I have proven this problem, but I am not sure if it is correct, especially the last inequality from the set being bounded. Would appreciate tips!
Let $X \subset \mathbb{R}$ and functions $f_n: X \xrightarrow{} \mathbb{R}, n\in \mathbb{N}$, like so the set $\{f_n(x): n\in \mathbb{N}, x\in X\}$ is bounded.

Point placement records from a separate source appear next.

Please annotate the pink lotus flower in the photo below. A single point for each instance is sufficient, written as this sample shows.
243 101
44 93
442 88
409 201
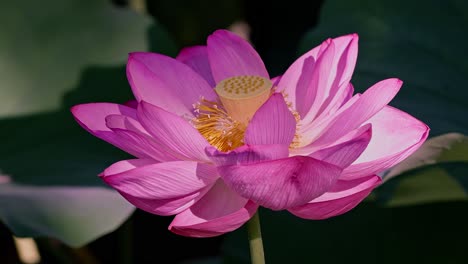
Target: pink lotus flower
215 137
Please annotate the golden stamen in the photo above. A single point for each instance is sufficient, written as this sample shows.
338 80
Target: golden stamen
223 123
243 95
219 129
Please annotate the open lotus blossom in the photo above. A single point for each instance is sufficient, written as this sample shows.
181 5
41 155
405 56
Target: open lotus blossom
215 136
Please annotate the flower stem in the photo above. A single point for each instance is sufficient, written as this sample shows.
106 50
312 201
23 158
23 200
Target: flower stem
255 240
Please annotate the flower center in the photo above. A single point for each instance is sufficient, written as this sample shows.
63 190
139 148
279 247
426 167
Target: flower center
243 95
223 123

Firstly we know from the definition of infimum that
$$ \underset{x \in X}{\text{inf}}f_n(x) \leq f_n(x) $$
From the limit's monotonicity we get
$$ \overline{\lim\limits_{n \to \infty}} \Big( \underset{x \in X}{\text{inf}}f_n(x) \Big) \leq \overline{\lim\limits_{n \to \infty}} f_n(x) $$
Since we know that the set is bounded, then the set has minima and maxima. Therefore infimum equals minimum, which means, that infimum is a function value. So if the inequality works for all $x$, then the right side's greatest lower bound must also be larger or equal than the left side. So we have proven that
$$ \overline{\lim\limits_{n \to \infty}} \Big( \underset{x \in X}{\text{inf}}f_n(x) \Big) \leq \underset{x \in X}{\text{inf}}\Big( \overline{\lim\limits_{n \to \infty}} f_n(x) \Big) $$
Thank you
Bounded subsets of $\Bbb R$ have least upper bounds and greatest lower bounds, but they need not have a maximum or a minimum. For instance, I don't see what you propose the minimum of $\{f_n(x)\,:\, n\in\Bbb N, x\in X\}$ to be for $f_n(x)=\arctan\frac1x$ and $X=(-1,0)$.
I propose:
\begin{align}\limsup_{n\to\infty}\inf_{x\in X}f_n(x)&=\inf_{n\in\Bbb N}\sup_{k\ge n}\inf_{x\in X}f_k(x)\\\inf_{x\in X}\limsup_{n\to\infty}f_n(x)&=\inf_{x\in X}\inf_{n\in\Bbb N}\sup_{k\ge n}f_k(x)\end{align}
For all $x$ and $k$, $$\inf_{t\in X}f_k(t)\le f_k(x)$$
Therefore, for all $x$ and $n$, $$\sup_{k\ge n}\inf_{t\in X}f_k(t)\le \sup_{k\ge n}f_k(x)$$
Therefore, for all $x$, $$\inf_{n\in\Bbb N}\sup_{k\ge n}\inf_{t\in X}f_k(t)\le \inf_{n\in\Bbb N}\sup_{k\ge n}f_k(x)$$
Therefore, $$\inf_{n\in\Bbb N}\sup_{k\ge n}\inf_{t\in X}f_k(t)\le \inf_{x\in X}\inf_{n\in\Bbb N}\sup_{k\ge n}f_k(x)$$
This holds verbatim under the more general convention that $\sup$, $\inf$, $\limsup$ and $\liminf$ are defined as extended real numbers.